Based on the historical data, B estimates that for these 100 tickets, 95 customers
will fly on the scheduled date, one customer will reschedule the flight and four
customers will not take their flight – i.e. the estimated breakage is 4,000 (4% x
(100 x 1,000)).
B can reasonably estimate the amount of breakage expected and it is highly
probable that including the amount in the transaction price will not result in
a significant revenue reversal. Therefore, B recognises the estimated ticket
breakage of 4,000 in proportion to the pattern of exercise of the rights by the
customers as follows.
–– On the date of the flight – 3,958 (95,000/96,000 x 4,000).
–– When one customer takes the rescheduled flight – 42 (4,000 - 3,958).
Airline D launches a new budget carrier, DJet, which offers flights from London to
a small regional airport in Germany. D sells 100 non-refundable, non-changeable
tickets priced at 150 each. Unused tickets expire 12 months after the scheduled
travel date. D has no historical data for tickets sold on similar terms.

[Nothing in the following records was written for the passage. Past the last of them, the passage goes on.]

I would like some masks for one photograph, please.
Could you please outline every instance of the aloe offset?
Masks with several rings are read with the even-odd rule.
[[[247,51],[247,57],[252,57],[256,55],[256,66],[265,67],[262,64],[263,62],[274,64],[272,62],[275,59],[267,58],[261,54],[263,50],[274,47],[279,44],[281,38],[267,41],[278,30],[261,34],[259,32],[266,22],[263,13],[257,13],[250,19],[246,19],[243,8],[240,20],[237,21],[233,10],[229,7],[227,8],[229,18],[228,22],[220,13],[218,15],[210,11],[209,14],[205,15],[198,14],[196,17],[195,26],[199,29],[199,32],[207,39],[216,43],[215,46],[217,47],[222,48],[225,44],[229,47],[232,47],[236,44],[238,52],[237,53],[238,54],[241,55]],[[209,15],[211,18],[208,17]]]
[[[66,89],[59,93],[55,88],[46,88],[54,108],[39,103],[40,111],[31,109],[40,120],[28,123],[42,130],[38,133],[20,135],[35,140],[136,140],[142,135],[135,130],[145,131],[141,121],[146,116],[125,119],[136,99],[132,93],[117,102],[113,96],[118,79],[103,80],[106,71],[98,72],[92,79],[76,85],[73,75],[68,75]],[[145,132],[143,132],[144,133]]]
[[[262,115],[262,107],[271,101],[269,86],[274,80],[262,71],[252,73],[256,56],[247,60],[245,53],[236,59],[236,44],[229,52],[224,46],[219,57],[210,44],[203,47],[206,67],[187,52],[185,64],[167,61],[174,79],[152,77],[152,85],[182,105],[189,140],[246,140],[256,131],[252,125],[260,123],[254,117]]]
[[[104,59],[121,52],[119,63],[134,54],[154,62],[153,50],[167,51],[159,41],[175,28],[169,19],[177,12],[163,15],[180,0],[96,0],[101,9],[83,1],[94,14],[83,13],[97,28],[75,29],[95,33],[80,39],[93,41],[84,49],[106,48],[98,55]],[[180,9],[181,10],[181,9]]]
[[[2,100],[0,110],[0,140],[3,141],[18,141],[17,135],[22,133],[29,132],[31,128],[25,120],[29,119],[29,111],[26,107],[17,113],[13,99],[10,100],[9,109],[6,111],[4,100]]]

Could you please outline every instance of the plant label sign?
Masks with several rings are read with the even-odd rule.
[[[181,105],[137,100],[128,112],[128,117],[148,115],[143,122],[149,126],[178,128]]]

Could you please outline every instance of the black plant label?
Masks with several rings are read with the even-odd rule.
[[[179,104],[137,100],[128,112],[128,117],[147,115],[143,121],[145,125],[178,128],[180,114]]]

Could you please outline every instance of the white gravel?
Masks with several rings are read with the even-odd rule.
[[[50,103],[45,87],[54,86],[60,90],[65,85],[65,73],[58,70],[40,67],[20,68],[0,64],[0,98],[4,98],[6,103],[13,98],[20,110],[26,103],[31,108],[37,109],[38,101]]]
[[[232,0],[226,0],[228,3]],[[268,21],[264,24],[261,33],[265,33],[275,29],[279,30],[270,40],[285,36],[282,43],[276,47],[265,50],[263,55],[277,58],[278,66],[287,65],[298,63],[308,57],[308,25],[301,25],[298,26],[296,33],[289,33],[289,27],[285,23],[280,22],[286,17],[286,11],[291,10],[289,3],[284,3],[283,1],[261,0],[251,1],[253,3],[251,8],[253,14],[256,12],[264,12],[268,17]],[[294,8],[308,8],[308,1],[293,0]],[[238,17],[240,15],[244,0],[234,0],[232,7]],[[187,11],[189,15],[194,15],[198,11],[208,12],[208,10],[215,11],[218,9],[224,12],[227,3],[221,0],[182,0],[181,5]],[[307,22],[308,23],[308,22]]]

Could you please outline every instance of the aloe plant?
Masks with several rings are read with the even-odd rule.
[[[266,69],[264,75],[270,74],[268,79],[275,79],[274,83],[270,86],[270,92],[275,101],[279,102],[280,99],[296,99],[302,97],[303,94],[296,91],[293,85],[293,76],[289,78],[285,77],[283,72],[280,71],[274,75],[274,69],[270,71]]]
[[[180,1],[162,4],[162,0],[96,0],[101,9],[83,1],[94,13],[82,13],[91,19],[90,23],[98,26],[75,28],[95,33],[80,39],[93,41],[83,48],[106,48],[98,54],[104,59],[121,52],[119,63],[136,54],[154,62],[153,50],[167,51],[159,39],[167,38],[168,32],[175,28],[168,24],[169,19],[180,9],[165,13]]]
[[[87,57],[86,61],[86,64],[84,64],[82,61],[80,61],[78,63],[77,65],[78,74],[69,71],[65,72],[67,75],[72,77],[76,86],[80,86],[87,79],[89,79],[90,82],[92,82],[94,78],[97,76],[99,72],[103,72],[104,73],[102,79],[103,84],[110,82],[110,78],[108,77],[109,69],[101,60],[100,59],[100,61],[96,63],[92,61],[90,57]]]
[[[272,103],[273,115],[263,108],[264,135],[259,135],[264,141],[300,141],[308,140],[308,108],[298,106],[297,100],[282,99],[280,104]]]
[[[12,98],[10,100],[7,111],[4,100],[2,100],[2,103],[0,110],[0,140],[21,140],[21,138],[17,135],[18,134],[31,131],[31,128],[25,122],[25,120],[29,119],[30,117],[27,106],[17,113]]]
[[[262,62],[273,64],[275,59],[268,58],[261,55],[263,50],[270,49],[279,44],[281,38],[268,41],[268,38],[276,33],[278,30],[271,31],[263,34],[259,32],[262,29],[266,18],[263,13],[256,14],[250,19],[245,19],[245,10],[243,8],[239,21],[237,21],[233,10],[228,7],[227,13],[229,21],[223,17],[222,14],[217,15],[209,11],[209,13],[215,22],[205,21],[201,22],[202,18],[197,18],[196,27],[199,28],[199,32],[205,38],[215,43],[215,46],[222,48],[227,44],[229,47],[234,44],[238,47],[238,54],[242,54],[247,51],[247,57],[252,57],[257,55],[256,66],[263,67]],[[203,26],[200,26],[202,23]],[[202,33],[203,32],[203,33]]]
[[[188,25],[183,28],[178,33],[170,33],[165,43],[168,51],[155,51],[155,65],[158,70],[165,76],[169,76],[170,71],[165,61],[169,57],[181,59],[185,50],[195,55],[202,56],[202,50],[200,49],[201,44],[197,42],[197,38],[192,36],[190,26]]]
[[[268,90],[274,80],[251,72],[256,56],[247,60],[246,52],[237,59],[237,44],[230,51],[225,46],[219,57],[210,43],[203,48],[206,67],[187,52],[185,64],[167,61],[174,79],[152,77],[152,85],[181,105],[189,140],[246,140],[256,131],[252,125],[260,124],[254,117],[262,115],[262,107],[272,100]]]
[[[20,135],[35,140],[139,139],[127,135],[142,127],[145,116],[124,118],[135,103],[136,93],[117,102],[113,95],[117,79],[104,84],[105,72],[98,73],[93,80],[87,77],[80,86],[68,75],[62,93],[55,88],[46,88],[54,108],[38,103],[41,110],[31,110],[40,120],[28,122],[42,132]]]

D concludes that it is unable to estimate the amount of breakage that, if included
in the transaction price, would be highly probable of not resulting in a significant
revenue reversal.
Therefore, D recognises ticket breakage for the 100 tickets sold only when
the likelihood becomes remote that those customers not taking the flight on
the scheduled date will exercise their rights. This may occur either on expiry
of the ticket or earlier if there is evidence to indicate that the probability has
become remote.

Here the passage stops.